Sulla sostenibilità l’idea è chiara (e ricorrente, nell’industria dell’energia): oltre a biocarburanti e rinnovabili, bisogna puntare anche alla sostenibilità sociale. “Se privilegiassimo solo l’elettricità prodotta da fonti rinnovabili ci sarebbe una limitazione della libertà di circolazione” di chi un mezzo elettrico non può permetterselo, o non ha un’infrastruttura di ricarica a disposizione, dice Costantino. “Si deve investire tanto sulla ricerca, ma rispettando un principio per noi fondamentale: la neutralità tecnologica. Prevediamo uno scenario futuro energetico caratterizzato da una diversificazione di fonti a basso impatto carbonico, in cui ogni tecnologia avrà pari opportunità per apportare il proprio contributo, comprese le fonti fossili di cui sarà garantita anche la sostenibilità ambientale”.

Anche Elena Scuncio ha un profilo inusuale per il settore: è arrivata in azienda 5 anni fa da ingegnere biomedico. Il filo conduttore è stata l’analisi dei dati: prima quelli relativi alle cellule, oggi quelli del venduto. “La cosa più bella è il senso di comunità. I rapporti che si creano vanno al di là delle otto ore lavorative”. Il suo percorso Scuncio lo ha raccontato anche durante gli eventi interni dell’azienda, dove intervengono anche diversi speaker esterni. In sede c’è anche una mini-arena (con un mega-schermo) per le riunioni e i corsi di formazione e gli eventi più importanti. L’argomento, in quel caso, era quello del percorso delle donne nel campo scientifico e tecnologico. I numeri, a livello nazionale, raccontano un gap di genere perenne, “ma io non ho mai avuto la sensazione di essere lasciata indietro, non mi sono mai sentita limitata, e anche in quell’occasione ho potuto raccontare la mia storia”, dice Scuncio.
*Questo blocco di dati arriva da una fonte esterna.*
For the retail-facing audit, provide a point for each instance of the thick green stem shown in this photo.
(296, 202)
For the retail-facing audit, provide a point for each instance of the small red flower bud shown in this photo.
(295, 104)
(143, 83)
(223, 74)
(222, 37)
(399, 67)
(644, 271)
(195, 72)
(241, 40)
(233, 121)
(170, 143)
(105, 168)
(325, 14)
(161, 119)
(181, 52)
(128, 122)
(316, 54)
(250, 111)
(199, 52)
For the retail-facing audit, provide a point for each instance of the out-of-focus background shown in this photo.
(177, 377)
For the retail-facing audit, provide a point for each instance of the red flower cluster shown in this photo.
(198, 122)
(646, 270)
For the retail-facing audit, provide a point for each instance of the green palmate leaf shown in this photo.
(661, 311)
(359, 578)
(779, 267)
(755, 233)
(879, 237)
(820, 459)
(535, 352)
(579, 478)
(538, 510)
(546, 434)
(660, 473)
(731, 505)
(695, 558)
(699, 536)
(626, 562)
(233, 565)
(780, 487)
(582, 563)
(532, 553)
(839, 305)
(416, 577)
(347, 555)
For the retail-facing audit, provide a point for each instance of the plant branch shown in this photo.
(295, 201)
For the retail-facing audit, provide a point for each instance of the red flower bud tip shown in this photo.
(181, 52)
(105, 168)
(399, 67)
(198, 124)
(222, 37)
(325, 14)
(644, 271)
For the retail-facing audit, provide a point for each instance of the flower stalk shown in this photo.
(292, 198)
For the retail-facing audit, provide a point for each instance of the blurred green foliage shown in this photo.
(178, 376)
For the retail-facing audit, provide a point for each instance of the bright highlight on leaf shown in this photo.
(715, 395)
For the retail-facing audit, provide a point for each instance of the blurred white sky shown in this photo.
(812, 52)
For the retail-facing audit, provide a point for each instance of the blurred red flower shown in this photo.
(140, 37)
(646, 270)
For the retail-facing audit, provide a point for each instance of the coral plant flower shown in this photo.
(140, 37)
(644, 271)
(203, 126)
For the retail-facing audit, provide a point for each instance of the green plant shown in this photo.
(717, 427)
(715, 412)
Le donne in Q8 (che in Italia ha 712 dipendenti) sono il 12% in più rispetto alla media del settore. E, racconta Costantino, in azienda non esiste un gender pay gap. “Presto implementeremo delle certificazioni sulla parità retributiva”. Dopo un anno alla guida dell’Hr, Costantino dice di aver imparato “che ogni persona rappresenta una dimensione unica alla quale bisogna approcciarsi con rispetto, umiltà e serietà di intenti”. Per questo serve una “leadership autentica centrata sull’empatia e sulla capacità di ascolto”, che Q8 mette in pratica con colloqui diretti e survey, da cui nascono anche iniziative nuove: “Grazie ai sondaggi aziendali abbiamo rafforzato le iniziative di welfare sui caregiver. Abbiamo scoperto che sono moltissimi i colleghi che avevano necessità di questo tipo”. In generale, “i lavoratori sono sempre più attratti da lavori che considerano stimolanti”. Un approccio “empatico” allora è una questione di business. “Contribuisce a rafforzare le leve di attrazione e ritenzione dei talenti”. Capire l’importanza del ‘fattore S’, della sostenibilità sociale parte degli obiettivi Esg, è anche una questione di competitività.